The reinstated glyph exemplar(s) (orange) are only implanted at the demarcated point of the gap, and the rest of the fragmentary area is maintained. This illustrates the workflow as an expert-facing hypothesis generator and not a global reconstructive system.
5. Conclusions
The current paper describes a unique and replicable system of interpreting micro-restoration of very tiny inscriptions as a structured variable of absent data, but this is chiefly valuable for epigraphists. This underlying novelty is a position-preserving encoding scheme: each instance of character space is converted into an explicit absent position, thereby ensuring that the transcription leaves the geometry of the original line intact and allows one to ask purposeful and location-dependent restoration queries, which are directly related to the artefact.
In our categorical bigram bridging model, applied to this representation, we offer a deliberately conservative construction mechanism of bridging. It merely utilises observed adjacencies amongst coded IDs and does not attempt to traverse gaps that are not evidentially supported. The K = 5 constraint and the bounded-gap rule are principled methodological safeguards that ensure that the workflow is veridical with respect to the claims it can make with the data it has. In practice, this provides a set of local conjectures, which are well-grounded but do not constitute a complete, systematic reconstruction.

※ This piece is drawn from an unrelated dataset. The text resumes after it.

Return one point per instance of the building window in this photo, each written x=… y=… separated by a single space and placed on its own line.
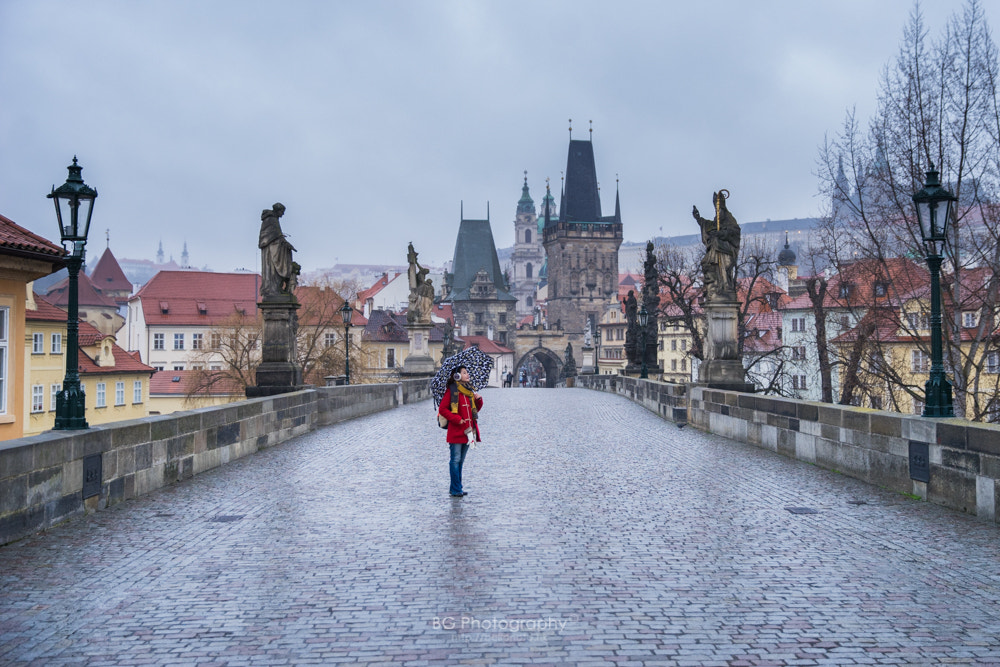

Quantitative assessment supports this locally based approach. The mean top-one accuracy of the model in masked character recovery is 0.533 across 50 repetitions, which is far superior to both mode and frequency-matched random baselines. It demonstrates that the transcription does not exclusively encode global symbol frequency as its meaningful local structure. Particularly in the analysis of expert adoption, the model confidence scores are highly functional: as the model assigns higher confidence to predictions, the empirical accuracy increases, which implies that confidence is a tool that can be effectively used for triage. The system does not suggest a single opaque restoration; it provides a list of ranked options for each gap, allowing epigraphists to take into consideration any external information, including parallel texts and grammatical and palaeographic data, to make their decision.

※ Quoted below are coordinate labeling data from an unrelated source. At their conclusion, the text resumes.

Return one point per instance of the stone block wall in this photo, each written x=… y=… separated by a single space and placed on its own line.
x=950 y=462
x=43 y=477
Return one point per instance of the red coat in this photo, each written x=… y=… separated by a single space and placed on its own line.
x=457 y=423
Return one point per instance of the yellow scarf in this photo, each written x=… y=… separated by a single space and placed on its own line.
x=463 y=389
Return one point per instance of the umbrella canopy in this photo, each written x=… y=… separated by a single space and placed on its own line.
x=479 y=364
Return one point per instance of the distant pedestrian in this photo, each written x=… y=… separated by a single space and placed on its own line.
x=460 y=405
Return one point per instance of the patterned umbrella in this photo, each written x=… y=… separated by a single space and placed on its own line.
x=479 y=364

The same principled design decisions, which also determine the scope of the system, facilitate transparency. The sparsity and non-random missingness of the data, as well as the first-order transition model, are evidence of the fact that the system is not in a position to encode higher-order linguistic regularities, and this points to the actuality of the constraints: this system is an efficient hypothesis generator, but not an autonomous decipherment engine. Finally, performance is grounded on open routine encodings, and this points out the importance of transcription practices.

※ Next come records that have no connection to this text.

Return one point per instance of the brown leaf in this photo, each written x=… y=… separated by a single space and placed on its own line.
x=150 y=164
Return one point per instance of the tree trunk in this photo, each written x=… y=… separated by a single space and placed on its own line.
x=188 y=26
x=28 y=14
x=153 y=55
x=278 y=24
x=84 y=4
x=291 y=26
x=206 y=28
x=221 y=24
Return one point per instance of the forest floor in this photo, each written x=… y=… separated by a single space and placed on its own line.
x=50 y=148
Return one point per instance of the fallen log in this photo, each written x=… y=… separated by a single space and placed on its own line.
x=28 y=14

The structure allows numerous extensions to future operation without compromising its internal verifiability and scientific intent. To begin with, the training corpus should be extended to similar inscriptions, which would enhance transition statistics without breaching the bounded-gap layouts. Moreover, the higher-order or variable-order types of categorical models can be added to be able to learn longer-scale patterns of the locality without being able to trade off interpretability, especially when associated with transparent ablation studies and uncertain reporting. Additionally, evidence in terms of images, like stroke similarity or damage models, may be integrated, and that would perhaps mend the symbolic explanation with the physical properties of artefacts and turn the existing overlay demonstrations into multi-modal validation frameworks in their entirety.
Altogether, this paper provides a generalizable and practical template for computational epigraphy in high-missingness scenarios: preserve positional integrity, operate with conservative models, communicate uncertainty, and provide restorations as ranked, testable hypotheses that can augment—but not replace—professional epigraphical judgement.